Polanyi and List Meet in Brussels: Digital Sovereignty and the Future of EU Digital Policymaking
In recent years, digital sovereignty has become the talk of the town in Brussels. In one way or another, the idea that Europe needs to become digitally sovereign has been embraced by most everyone of importance in Europe, from Angela Merkel to Emanuel Macron, and from Thierry Breton to Margrethe Vestager. However, digital sovereignty remains ill-defined in both the literature and real-world discourse. This raises the question why such an ambiguous term has had such a discursive success story. In this paper, we address these debates by arguing that the notion of digital sovereignty is an expression of but also serves to build discursive bridges between two different countermovements against the predominantly neoliberal status quo of digitalization and digital policymaking. A first, Polanyian version of digital sovereignty is about wresting back control over the design of digital markets from private platforms (Cioffi, Kenney, and Zysman 2022; Staab, Piétron, and Sieron 2022). A second, Listian version of digital sovereignty is less about (re-)politicizing digital market design than about geopoliticizing digital policymaking in a world in which technology and geopolitics increasingly intersect (Helleiner 2021). Using a variety of both quantitative and qualitative methods of case study reserach, we trace how this double countermovement has affected the EU’s recent turn towards more socially-oriented and neo-mercantilist forms of digital policymaking. Given the EU’s global clout (Bradford 2020), understanding these developments is crucial for understanding the future trajectory of knowledge societies and economies in a world that is rapidly digitalizing and increasingly geopolitical.

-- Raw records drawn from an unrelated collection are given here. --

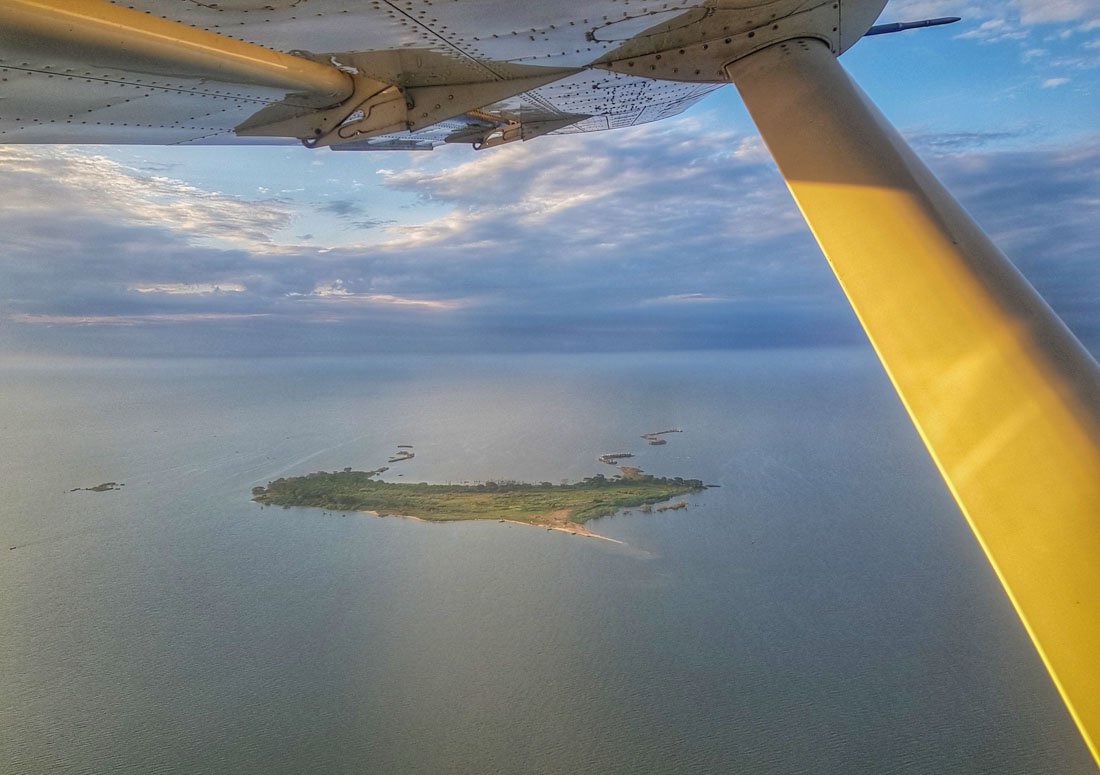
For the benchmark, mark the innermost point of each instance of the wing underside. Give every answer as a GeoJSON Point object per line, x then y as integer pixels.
{"type": "Point", "coordinates": [54, 95]}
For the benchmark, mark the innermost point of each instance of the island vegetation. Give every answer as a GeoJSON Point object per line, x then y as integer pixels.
{"type": "Point", "coordinates": [564, 506]}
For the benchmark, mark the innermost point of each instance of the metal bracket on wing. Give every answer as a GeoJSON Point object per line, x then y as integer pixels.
{"type": "Point", "coordinates": [377, 108]}
{"type": "Point", "coordinates": [492, 131]}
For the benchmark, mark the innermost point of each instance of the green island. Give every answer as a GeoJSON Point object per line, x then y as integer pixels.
{"type": "Point", "coordinates": [556, 507]}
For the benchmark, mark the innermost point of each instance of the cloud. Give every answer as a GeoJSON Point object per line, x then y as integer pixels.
{"type": "Point", "coordinates": [664, 235]}
{"type": "Point", "coordinates": [1065, 25]}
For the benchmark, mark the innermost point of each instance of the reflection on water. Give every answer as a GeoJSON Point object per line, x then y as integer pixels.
{"type": "Point", "coordinates": [824, 610]}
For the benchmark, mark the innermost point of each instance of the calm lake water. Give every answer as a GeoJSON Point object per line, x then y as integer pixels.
{"type": "Point", "coordinates": [824, 610]}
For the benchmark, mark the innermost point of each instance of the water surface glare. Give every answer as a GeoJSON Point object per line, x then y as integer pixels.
{"type": "Point", "coordinates": [824, 610]}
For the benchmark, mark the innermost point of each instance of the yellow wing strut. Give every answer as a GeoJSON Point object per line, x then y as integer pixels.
{"type": "Point", "coordinates": [1005, 399]}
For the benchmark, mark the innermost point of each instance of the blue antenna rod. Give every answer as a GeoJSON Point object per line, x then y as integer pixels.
{"type": "Point", "coordinates": [899, 26]}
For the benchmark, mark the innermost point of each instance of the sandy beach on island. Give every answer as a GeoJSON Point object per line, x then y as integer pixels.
{"type": "Point", "coordinates": [556, 520]}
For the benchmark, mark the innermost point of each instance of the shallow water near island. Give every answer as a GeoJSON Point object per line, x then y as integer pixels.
{"type": "Point", "coordinates": [824, 609]}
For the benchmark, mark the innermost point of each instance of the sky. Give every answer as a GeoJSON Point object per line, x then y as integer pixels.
{"type": "Point", "coordinates": [672, 235]}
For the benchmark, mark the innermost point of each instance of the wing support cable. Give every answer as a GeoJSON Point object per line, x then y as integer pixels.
{"type": "Point", "coordinates": [1004, 398]}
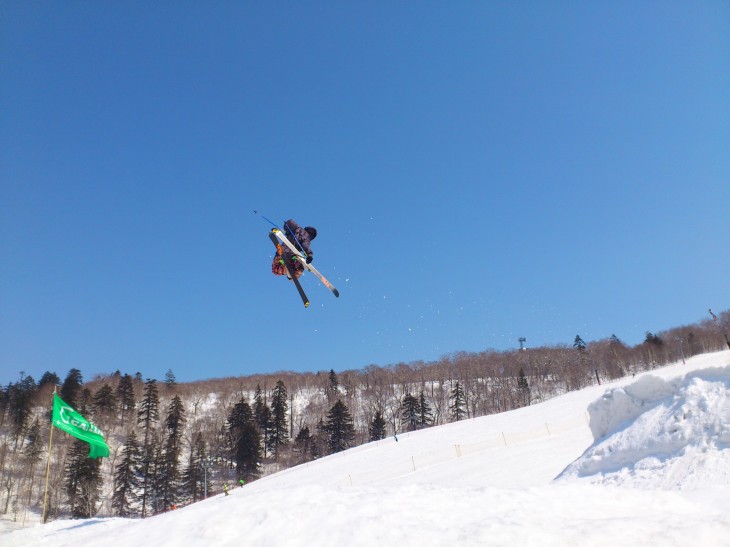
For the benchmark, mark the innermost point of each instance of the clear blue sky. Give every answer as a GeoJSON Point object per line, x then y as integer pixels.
{"type": "Point", "coordinates": [477, 171]}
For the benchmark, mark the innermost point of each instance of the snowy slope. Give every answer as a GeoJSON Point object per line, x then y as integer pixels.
{"type": "Point", "coordinates": [642, 461]}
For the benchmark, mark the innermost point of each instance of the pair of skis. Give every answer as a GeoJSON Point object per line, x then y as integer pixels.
{"type": "Point", "coordinates": [278, 238]}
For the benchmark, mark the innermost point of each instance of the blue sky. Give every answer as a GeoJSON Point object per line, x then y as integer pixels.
{"type": "Point", "coordinates": [477, 172]}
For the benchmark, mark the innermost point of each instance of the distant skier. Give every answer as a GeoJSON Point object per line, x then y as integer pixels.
{"type": "Point", "coordinates": [301, 238]}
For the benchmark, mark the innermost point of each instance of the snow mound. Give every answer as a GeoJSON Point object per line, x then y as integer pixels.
{"type": "Point", "coordinates": [671, 434]}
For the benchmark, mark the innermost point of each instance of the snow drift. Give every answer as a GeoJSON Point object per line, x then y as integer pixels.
{"type": "Point", "coordinates": [489, 481]}
{"type": "Point", "coordinates": [660, 433]}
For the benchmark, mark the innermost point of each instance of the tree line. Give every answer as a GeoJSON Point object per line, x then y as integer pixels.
{"type": "Point", "coordinates": [173, 444]}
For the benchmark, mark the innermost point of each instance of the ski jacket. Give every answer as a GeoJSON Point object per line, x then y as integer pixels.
{"type": "Point", "coordinates": [298, 237]}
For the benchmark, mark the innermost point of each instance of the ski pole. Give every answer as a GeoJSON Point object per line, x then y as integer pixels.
{"type": "Point", "coordinates": [274, 224]}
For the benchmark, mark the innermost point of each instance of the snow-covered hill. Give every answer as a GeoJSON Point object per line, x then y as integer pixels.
{"type": "Point", "coordinates": [641, 461]}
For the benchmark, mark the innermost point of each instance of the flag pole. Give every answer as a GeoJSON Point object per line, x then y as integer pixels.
{"type": "Point", "coordinates": [48, 464]}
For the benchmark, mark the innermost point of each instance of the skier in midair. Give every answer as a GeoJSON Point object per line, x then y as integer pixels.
{"type": "Point", "coordinates": [299, 237]}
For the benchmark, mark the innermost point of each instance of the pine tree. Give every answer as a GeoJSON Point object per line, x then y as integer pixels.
{"type": "Point", "coordinates": [71, 388]}
{"type": "Point", "coordinates": [333, 388]}
{"type": "Point", "coordinates": [83, 481]}
{"type": "Point", "coordinates": [125, 396]}
{"type": "Point", "coordinates": [170, 380]}
{"type": "Point", "coordinates": [148, 415]}
{"type": "Point", "coordinates": [245, 440]}
{"type": "Point", "coordinates": [127, 479]}
{"type": "Point", "coordinates": [170, 471]}
{"type": "Point", "coordinates": [265, 429]}
{"type": "Point", "coordinates": [104, 401]}
{"type": "Point", "coordinates": [579, 344]}
{"type": "Point", "coordinates": [279, 407]}
{"type": "Point", "coordinates": [19, 406]}
{"type": "Point", "coordinates": [32, 452]}
{"type": "Point", "coordinates": [410, 412]}
{"type": "Point", "coordinates": [425, 417]}
{"type": "Point", "coordinates": [339, 428]}
{"type": "Point", "coordinates": [458, 403]}
{"type": "Point", "coordinates": [304, 444]}
{"type": "Point", "coordinates": [194, 475]}
{"type": "Point", "coordinates": [49, 379]}
{"type": "Point", "coordinates": [377, 427]}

Timo Seidl is a post-doc at the University of Vienna’s Centre for European Integration Research. He holds a PhD from the European University Institute with a thesis on the comparative political economy of digital capitalism. In his research, Timo looks at how ideas and institutions as well as politics and power shape the digital transformation of economies and societies, with a particular focus on the role of the European Union.
The event is part of the Seminar Series “Platform Politics and Policy”.